Adam Grant: “Givers add more value than takers. Studies show that tech companies are more profitable when servant leaders are at the helm. The competitive advantage comes from treating people better than they expect and earning their trust, which makes it easier to attract, motivate and retain talent. That doesn’t mean being soft on people. Servant leaders aren’t shy about dishing out tough love. But they put their mission above their ego, and they care about people as much as performance.”
Stanley McChrystal: “Fear defines us. Not by its presence, but by how we respond to it. There are two kinds of fear. The first is primal. It grips us when lightning strikes too close or when the crack of a bullet signals imminent danger. In those moments, our bodies freeze, and our focus narrows. But with time, experience and discipline, we recover. We learn to navigate perilous situations, even to function in the face of fear. The second kind of fear is more insidious. It seeps into our daily lives, lingers in the background and dictates our choices without us realizing it. America has always known fear — war, economic pain, uncertainty…There is no magic cure for fear. But there is an antidote: rules.”

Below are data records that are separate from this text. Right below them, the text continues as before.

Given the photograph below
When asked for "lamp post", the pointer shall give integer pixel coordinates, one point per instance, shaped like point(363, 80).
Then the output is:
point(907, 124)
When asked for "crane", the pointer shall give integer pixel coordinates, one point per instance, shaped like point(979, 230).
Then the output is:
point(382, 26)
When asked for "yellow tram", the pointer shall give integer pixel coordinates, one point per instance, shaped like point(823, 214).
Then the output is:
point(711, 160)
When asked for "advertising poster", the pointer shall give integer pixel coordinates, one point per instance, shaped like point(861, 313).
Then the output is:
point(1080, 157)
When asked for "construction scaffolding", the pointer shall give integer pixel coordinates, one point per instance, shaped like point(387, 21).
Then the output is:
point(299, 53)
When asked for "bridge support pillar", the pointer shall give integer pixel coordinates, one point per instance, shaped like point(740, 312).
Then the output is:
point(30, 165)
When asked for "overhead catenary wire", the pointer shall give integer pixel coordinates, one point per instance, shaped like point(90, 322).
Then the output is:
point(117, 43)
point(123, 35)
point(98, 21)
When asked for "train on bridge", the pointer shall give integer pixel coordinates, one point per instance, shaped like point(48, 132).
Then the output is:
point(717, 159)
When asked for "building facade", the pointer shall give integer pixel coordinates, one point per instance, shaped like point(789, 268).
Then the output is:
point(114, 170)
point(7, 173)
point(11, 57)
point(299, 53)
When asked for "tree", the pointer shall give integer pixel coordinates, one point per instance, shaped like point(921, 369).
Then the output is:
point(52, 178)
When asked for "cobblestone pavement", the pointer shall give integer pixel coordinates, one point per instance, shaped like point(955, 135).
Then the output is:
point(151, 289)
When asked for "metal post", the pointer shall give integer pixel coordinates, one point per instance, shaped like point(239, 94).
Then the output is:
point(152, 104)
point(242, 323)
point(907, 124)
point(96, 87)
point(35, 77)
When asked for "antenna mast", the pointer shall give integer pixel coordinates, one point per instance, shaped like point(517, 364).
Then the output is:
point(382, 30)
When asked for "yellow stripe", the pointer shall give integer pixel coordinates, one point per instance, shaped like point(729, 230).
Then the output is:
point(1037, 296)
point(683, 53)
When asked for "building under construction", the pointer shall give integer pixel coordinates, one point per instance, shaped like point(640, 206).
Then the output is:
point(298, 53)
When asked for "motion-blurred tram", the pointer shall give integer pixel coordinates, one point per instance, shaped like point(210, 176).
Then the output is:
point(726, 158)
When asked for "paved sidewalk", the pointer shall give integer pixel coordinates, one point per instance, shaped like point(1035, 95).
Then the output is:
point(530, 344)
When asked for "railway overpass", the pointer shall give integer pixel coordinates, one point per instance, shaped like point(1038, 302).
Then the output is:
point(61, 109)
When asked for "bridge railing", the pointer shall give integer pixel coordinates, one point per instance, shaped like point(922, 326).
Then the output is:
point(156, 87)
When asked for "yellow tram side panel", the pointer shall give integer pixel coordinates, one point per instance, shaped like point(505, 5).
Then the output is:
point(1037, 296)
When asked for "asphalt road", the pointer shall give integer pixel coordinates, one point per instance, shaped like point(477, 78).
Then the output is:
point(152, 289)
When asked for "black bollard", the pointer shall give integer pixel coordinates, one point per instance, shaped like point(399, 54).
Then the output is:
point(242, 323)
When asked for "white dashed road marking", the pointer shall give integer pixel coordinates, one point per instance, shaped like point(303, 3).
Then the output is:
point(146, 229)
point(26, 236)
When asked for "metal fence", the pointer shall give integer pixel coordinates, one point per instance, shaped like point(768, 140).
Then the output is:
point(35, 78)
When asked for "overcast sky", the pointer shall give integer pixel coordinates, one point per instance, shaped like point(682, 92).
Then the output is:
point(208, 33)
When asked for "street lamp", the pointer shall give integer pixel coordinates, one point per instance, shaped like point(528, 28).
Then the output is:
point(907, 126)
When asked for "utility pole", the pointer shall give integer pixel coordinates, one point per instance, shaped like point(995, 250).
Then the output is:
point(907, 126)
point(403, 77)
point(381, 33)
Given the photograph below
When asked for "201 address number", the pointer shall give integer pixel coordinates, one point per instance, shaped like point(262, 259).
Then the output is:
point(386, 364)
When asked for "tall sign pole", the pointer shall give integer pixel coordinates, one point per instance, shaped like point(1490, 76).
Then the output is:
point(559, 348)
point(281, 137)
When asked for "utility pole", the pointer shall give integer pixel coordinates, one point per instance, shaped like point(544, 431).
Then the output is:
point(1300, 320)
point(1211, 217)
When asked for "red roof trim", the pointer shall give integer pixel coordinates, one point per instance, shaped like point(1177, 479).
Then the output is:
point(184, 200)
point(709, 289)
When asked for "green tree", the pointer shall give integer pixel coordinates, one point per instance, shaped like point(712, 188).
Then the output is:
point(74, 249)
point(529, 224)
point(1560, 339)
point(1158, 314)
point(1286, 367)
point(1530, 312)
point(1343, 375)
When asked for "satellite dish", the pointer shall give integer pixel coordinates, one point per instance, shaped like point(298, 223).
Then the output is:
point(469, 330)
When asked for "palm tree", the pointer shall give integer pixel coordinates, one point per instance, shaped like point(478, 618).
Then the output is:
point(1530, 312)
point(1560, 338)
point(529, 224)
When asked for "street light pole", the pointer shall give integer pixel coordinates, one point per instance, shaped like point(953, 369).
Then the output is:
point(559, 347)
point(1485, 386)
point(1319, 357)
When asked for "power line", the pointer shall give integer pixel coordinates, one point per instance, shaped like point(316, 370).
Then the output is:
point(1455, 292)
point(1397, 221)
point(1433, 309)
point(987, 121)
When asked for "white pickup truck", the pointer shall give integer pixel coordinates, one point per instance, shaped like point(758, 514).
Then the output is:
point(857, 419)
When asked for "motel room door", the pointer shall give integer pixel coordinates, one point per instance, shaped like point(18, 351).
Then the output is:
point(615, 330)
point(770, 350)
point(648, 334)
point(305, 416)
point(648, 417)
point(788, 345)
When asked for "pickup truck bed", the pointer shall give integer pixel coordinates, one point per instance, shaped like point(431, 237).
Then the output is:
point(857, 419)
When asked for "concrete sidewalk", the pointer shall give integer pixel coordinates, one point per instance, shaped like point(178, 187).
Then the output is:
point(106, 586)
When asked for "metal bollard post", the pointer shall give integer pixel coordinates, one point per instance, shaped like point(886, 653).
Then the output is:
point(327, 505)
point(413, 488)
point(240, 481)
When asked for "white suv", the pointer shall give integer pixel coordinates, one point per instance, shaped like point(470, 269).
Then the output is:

WSJ: “As China produced more and more stuff, America became even more adept at producing services. Many of these can’t be traded globally: Somebody in London can’t easily go to a dentist in San Diego. But some, like software and other intellectual property items, can. In 2023, the U.S. exported $24 billion in advertising services, for example. The U.S. now exports in excess of $1 trillion-worth of services—far more than any other country. Moreover, America’s services exports are undercounted as a result of companies moving overseas the rights to intellectual property developed in the U.S.—like patents and trademarks—for tax purposes…In new research, Hanson and Enrico Moretti find that in 1980 manufacturing accounted for 39% of the U.S. jobs where workers earned high wages (after adjusting for factors such as education). By 2021 that had dropped to 20%. Over the same period, the share of high-paying jobs in the finance, professional and legal industries jumped from 8% to 26%.”
Marc Benioff: “I would say that it is the beginning of digital labour and that it has been fun being in the software industry. Enterprise software is maybe a multi $100 billion or total addressable market right now. It is a $3-12 trillion opportunity in digital labour, and agents and robots – and yes, apps and data are still going to be a critical part of it, though.”
FT: “Factories across China at the low-end of manufacturing are facing the same dilemma — either they invest in automation that shrinks the number of jobs, or they slowly wither away. The result, in the view of researchers and economists, is a painful shift away from low-cost, labour-intensive production that could leave millions of older, lower skilled workers in the lurch. Analysis of 12 labour-intensive manufacturing industries between 2011 and 2019 by academics at Changzhou University, Yancheng Teachers University and Henan University found that average employment shrank by roughly 14 per cent, or nearly 4mn roles, between 2011 and 2019. Roles in the textile industry shrank 40 per cent over the period.”